Literate Programming: A Radical Approach to Writing Code with Documentation

Get the best of both worlds with this very old programming paradigm

literate-programming-a-radical-approach-to-writing-code-with-documentation-ebb5dc892cd7

Ever heard the phrase: self-documenting code doesn’t exist? Well, hold my beer, because I’m about to show you the opposite — kind of.

Originally introduced by Donald Knuth around 1984, Literate programming is considered a programming paradigm that allows you to weave the documentation of your code, written in natural language, with snippets and original portions of your source code. It works in a way that as an output of compilation, you can either run the code, or generate an interactive version of the documentation (i.e an HTML version).

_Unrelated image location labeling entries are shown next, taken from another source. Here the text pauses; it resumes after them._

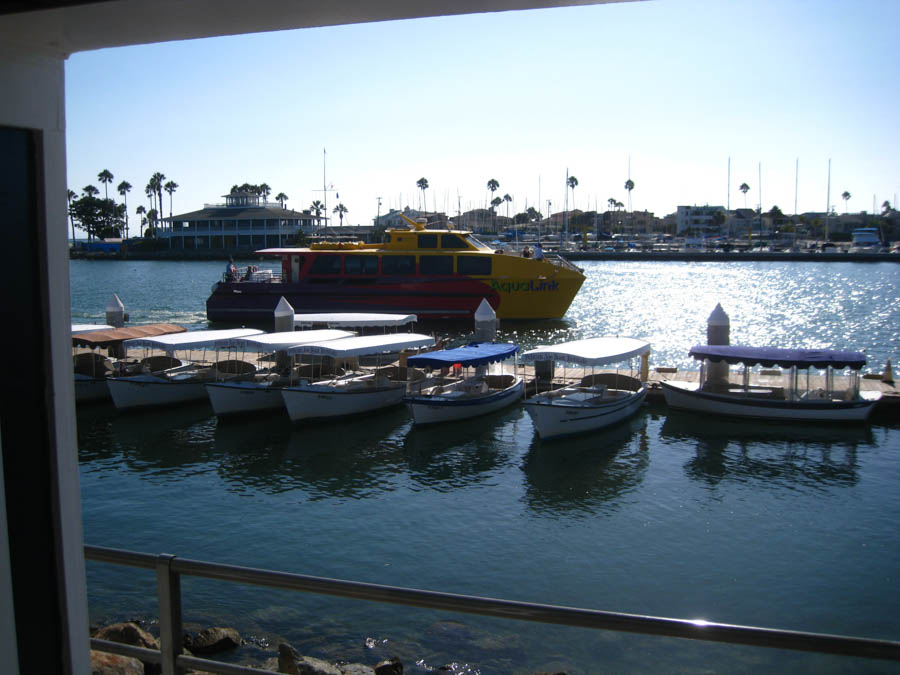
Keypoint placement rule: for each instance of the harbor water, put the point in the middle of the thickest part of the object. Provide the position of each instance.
(672, 514)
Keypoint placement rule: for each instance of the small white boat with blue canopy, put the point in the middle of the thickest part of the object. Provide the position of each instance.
(263, 390)
(338, 385)
(168, 379)
(598, 400)
(788, 397)
(444, 395)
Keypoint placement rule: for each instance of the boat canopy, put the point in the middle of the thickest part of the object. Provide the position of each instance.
(281, 341)
(89, 327)
(599, 351)
(194, 339)
(774, 356)
(364, 345)
(473, 354)
(353, 319)
(114, 336)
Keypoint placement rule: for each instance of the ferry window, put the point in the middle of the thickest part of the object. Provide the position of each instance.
(473, 264)
(326, 264)
(436, 264)
(398, 264)
(427, 241)
(452, 241)
(361, 264)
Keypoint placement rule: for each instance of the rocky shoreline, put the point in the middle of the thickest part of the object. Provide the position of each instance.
(207, 642)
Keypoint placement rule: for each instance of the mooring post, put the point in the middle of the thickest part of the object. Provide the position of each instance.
(718, 332)
(116, 317)
(485, 328)
(284, 323)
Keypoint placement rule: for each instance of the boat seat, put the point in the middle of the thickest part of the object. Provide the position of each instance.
(159, 362)
(92, 364)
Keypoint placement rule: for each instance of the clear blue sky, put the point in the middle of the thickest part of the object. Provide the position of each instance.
(676, 87)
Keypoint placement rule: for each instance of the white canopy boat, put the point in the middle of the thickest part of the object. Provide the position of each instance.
(598, 400)
(263, 391)
(353, 320)
(438, 398)
(92, 368)
(782, 400)
(356, 390)
(167, 379)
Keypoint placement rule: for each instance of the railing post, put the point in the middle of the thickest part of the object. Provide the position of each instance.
(168, 590)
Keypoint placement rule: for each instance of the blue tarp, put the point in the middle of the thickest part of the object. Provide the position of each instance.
(774, 356)
(474, 354)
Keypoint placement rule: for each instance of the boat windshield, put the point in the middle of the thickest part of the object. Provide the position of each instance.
(477, 243)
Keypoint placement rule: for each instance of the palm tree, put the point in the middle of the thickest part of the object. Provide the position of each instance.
(573, 182)
(493, 185)
(422, 184)
(105, 177)
(317, 207)
(340, 209)
(70, 195)
(156, 181)
(170, 187)
(124, 188)
(140, 210)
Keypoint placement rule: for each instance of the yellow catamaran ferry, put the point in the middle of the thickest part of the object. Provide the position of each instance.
(434, 274)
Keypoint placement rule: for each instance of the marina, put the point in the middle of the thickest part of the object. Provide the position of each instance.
(663, 514)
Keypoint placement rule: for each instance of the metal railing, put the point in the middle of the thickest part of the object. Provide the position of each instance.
(169, 570)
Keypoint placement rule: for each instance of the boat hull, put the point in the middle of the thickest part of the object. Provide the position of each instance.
(312, 402)
(554, 418)
(434, 409)
(238, 398)
(145, 391)
(437, 299)
(90, 389)
(685, 396)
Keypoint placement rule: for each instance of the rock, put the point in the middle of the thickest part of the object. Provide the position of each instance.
(104, 663)
(128, 633)
(213, 640)
(389, 667)
(357, 669)
(293, 663)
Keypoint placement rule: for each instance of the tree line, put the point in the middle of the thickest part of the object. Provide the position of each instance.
(105, 218)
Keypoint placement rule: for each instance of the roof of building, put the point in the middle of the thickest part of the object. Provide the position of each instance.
(243, 213)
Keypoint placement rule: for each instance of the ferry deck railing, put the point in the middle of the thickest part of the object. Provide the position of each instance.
(169, 570)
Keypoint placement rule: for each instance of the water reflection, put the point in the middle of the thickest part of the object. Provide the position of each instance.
(453, 455)
(729, 449)
(580, 475)
(350, 459)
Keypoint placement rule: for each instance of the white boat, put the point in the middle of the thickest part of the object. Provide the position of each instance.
(92, 369)
(598, 400)
(166, 379)
(438, 398)
(784, 399)
(263, 391)
(338, 386)
(348, 320)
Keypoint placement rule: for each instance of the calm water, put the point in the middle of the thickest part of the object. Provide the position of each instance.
(671, 515)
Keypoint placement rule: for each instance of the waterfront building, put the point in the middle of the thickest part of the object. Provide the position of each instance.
(705, 221)
(241, 223)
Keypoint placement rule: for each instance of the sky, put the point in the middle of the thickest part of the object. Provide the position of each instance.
(670, 93)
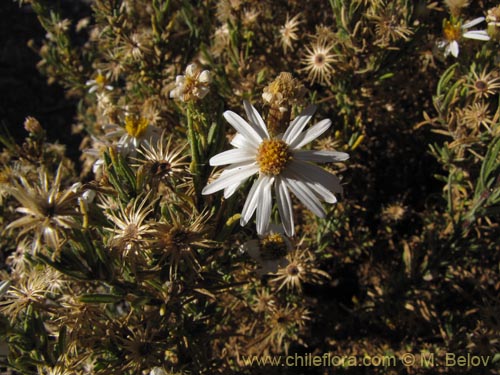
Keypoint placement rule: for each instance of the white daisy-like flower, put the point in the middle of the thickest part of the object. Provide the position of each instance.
(454, 31)
(279, 162)
(136, 132)
(193, 85)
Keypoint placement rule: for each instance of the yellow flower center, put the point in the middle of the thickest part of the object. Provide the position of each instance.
(135, 125)
(452, 31)
(100, 79)
(273, 156)
(272, 246)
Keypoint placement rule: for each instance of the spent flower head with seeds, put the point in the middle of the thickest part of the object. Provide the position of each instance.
(178, 240)
(48, 210)
(136, 132)
(453, 31)
(298, 270)
(288, 32)
(279, 162)
(99, 83)
(484, 84)
(130, 230)
(269, 250)
(161, 159)
(318, 62)
(193, 85)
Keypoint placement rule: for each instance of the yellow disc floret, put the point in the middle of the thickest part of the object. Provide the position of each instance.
(135, 126)
(273, 156)
(452, 31)
(100, 79)
(272, 246)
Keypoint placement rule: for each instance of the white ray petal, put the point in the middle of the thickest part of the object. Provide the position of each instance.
(299, 124)
(230, 178)
(243, 127)
(306, 196)
(474, 22)
(263, 214)
(284, 205)
(319, 189)
(256, 120)
(315, 174)
(236, 155)
(453, 48)
(477, 35)
(311, 134)
(320, 156)
(230, 190)
(254, 196)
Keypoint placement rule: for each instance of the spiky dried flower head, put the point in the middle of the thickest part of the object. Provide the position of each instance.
(289, 31)
(193, 85)
(178, 241)
(130, 231)
(300, 269)
(456, 6)
(283, 92)
(390, 25)
(263, 301)
(394, 212)
(48, 210)
(483, 84)
(476, 115)
(493, 20)
(100, 83)
(283, 325)
(162, 161)
(318, 62)
(32, 289)
(32, 125)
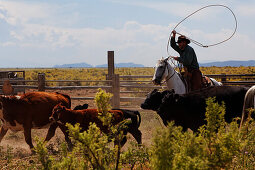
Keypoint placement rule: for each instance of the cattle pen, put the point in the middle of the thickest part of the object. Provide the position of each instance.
(128, 90)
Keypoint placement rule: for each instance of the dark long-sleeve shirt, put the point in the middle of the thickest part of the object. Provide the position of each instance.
(187, 56)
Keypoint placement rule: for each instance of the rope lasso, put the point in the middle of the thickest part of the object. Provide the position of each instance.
(196, 42)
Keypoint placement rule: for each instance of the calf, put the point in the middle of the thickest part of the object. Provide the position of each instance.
(188, 110)
(84, 117)
(29, 111)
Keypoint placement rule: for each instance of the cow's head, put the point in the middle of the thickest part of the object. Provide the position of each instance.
(154, 99)
(81, 107)
(56, 112)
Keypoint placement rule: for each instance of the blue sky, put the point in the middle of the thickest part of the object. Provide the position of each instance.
(43, 33)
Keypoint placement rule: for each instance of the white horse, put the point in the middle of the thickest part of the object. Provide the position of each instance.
(164, 71)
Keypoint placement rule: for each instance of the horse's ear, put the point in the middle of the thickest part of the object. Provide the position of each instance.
(176, 97)
(154, 91)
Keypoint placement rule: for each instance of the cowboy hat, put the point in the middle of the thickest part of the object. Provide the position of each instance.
(183, 38)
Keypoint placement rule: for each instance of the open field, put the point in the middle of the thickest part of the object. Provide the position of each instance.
(150, 121)
(100, 73)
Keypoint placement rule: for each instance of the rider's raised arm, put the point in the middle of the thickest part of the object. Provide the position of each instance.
(174, 46)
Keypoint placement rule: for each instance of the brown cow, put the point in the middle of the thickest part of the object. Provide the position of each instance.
(30, 111)
(84, 117)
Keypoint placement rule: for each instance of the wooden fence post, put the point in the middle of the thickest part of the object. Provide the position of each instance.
(41, 82)
(110, 58)
(223, 78)
(116, 91)
(110, 63)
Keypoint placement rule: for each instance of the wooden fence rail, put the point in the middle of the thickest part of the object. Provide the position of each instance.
(121, 86)
(118, 87)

While huge codebases would be very uncomfortable to write like this, there is an argument to be made about smaller components, such as libraries, or components. For instance, if you’re a web dev creating a React component you can take advantage of literate programming. You can structure both, the documentation and the actual source code in a way that anyone trying to understand how to use it can organically learn by reading the generated documentation.

I know, right now, I’m making it sound like a glorified version of Javadocs, but give me a chance, there is more to it than meets the eye.

Why is it better than documentation generation tools?

Javadocs allows you to generate documentation from well-constructed comments. You have a format to follow, and if you do it right, the final result can be something very indeed.

However, the resulting documentation with tools like that has a major flaw: it feels like you’re browsing through a mirror version of your source code. You get all the details, but you have to know where to look to get them.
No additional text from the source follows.